I quickly advanced to take the position of the collapsed sentry, he seemed lost in a deep slumber, and didn’t stir as my knife entered his chest. In the camp below, the one-eyed brute abruptly stood up, staring intently at something directly in front of him, and then setting off at a brisk trot toward the western edge of the camp. A moment later, the man entered the campfire’s pool of light, he appeared cloaked in shadow, some powerful sorcery no doubt. He approached one of the prisoners, a young boy, perhaps fifteen or sixteen and pulled him away from the fire, into the shadows.
The movement roused two of the dogs. I put an arrow through the head of one and was knocking a second when the lumbering form of the wandering brute caught my eye. He was advancing up my hill, though he had yet to spot me, he was almost upon me. It was time to act, hopefully the diversion would buy the sorcerer enough time to escape.

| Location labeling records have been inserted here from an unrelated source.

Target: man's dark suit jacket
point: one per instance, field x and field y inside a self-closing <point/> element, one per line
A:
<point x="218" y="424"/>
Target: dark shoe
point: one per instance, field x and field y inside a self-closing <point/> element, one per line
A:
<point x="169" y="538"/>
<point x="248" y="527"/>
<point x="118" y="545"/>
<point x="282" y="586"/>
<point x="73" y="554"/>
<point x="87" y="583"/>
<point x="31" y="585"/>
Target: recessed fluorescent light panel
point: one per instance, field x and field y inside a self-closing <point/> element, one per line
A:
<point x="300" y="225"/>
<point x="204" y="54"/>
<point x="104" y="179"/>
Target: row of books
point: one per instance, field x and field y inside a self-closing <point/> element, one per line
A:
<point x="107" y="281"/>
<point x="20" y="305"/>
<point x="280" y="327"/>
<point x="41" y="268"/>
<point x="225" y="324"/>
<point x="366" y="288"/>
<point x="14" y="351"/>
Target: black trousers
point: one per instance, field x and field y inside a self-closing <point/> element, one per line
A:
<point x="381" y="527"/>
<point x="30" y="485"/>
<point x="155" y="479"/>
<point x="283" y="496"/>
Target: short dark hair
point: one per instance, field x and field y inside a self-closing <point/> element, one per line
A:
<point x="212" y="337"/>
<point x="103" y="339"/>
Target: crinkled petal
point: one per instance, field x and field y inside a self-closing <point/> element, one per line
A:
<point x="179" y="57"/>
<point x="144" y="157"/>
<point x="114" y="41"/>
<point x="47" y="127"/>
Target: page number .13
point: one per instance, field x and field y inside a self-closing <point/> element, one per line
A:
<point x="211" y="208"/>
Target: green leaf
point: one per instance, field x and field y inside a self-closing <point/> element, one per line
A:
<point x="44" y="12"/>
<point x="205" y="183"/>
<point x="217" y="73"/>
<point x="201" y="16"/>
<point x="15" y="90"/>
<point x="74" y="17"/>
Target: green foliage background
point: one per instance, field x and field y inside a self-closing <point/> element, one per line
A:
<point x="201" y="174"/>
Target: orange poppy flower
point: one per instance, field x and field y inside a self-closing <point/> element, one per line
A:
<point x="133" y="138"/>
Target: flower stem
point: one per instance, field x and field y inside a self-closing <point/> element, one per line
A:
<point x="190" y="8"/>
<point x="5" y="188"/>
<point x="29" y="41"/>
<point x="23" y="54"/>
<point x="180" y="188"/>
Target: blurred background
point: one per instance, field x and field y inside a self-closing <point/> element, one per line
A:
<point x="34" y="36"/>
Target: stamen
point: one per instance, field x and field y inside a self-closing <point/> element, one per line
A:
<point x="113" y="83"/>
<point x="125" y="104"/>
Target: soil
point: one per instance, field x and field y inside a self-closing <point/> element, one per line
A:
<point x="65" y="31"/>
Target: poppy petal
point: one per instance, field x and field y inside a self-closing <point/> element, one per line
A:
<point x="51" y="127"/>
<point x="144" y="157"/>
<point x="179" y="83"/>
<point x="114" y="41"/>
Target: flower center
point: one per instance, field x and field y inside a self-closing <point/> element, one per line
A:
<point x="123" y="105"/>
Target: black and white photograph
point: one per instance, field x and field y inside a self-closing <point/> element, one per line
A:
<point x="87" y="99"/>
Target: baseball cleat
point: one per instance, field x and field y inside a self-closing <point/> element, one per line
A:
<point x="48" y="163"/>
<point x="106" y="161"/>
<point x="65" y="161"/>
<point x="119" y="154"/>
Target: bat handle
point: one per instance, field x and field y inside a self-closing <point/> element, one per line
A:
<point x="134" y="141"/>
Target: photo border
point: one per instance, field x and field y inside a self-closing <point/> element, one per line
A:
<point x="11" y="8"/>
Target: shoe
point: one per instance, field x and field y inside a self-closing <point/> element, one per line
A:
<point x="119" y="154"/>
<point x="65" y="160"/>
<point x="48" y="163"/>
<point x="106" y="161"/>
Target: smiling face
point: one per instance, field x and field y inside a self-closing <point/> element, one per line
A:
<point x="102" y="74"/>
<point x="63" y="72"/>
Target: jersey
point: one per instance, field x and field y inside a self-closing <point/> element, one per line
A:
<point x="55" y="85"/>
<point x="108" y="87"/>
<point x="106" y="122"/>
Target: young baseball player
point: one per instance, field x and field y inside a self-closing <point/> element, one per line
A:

Standing, I sent an arrow deep into the brute’s shoulder and took off running. I could hear the camp erupting behind me, the brute screaming to his minions as he raced after me. Whirling I sent a second arrow into his chest, he seemed barely to notice the pain. With a piercing shriek, Gristle swooped down upon him, his talons raking across the brute’s neck and covering me and the surround snow in viscera. As he fell to his knees before me, I could see his lips forming a silent plea as a familiar fire began to boil and drip from the rock lodged in his eye. Before I could react, a shot caught my right arm and sent me sprawling at the feet of the now shrieking brute.
In a brilliant flash he was ablaze, a violent inferno towering above me. Clutching my wound, I scrambled away, sprinting north into the maze of ravines, away from the auto-cremating monstrosity now drifting after me.
The remaining dog caught me as I fled, and though I dispatched it with ease, its arrival had left me exposed. The burning brute, now floating some ten feat above the ground sent a hissing bolt of fire down into the ravine after me, bathing the walls in a hollow, haunted black light. It caught me across my back, searing my flesh through my gambeson.
I didn’t look back again as I sprinted off into the darkness ahead. Not when I heard the terrible shriek that signaled the abomination’s demise. Not when I heard the ethereal, unholy voice calling after me.
I hadn’t killed him, but I had foiled his plot. The head was with Mallard, and by our hands, twenty-seven on the Spawn-Eater’s men, twelve of his dogs, and three of his captains lay dead. One thought remained in my mind, find Mallard. Together we would regroup and heal. There was far more going on here than I had initially supposed, and I alone would not be able to bring down the Unclean One.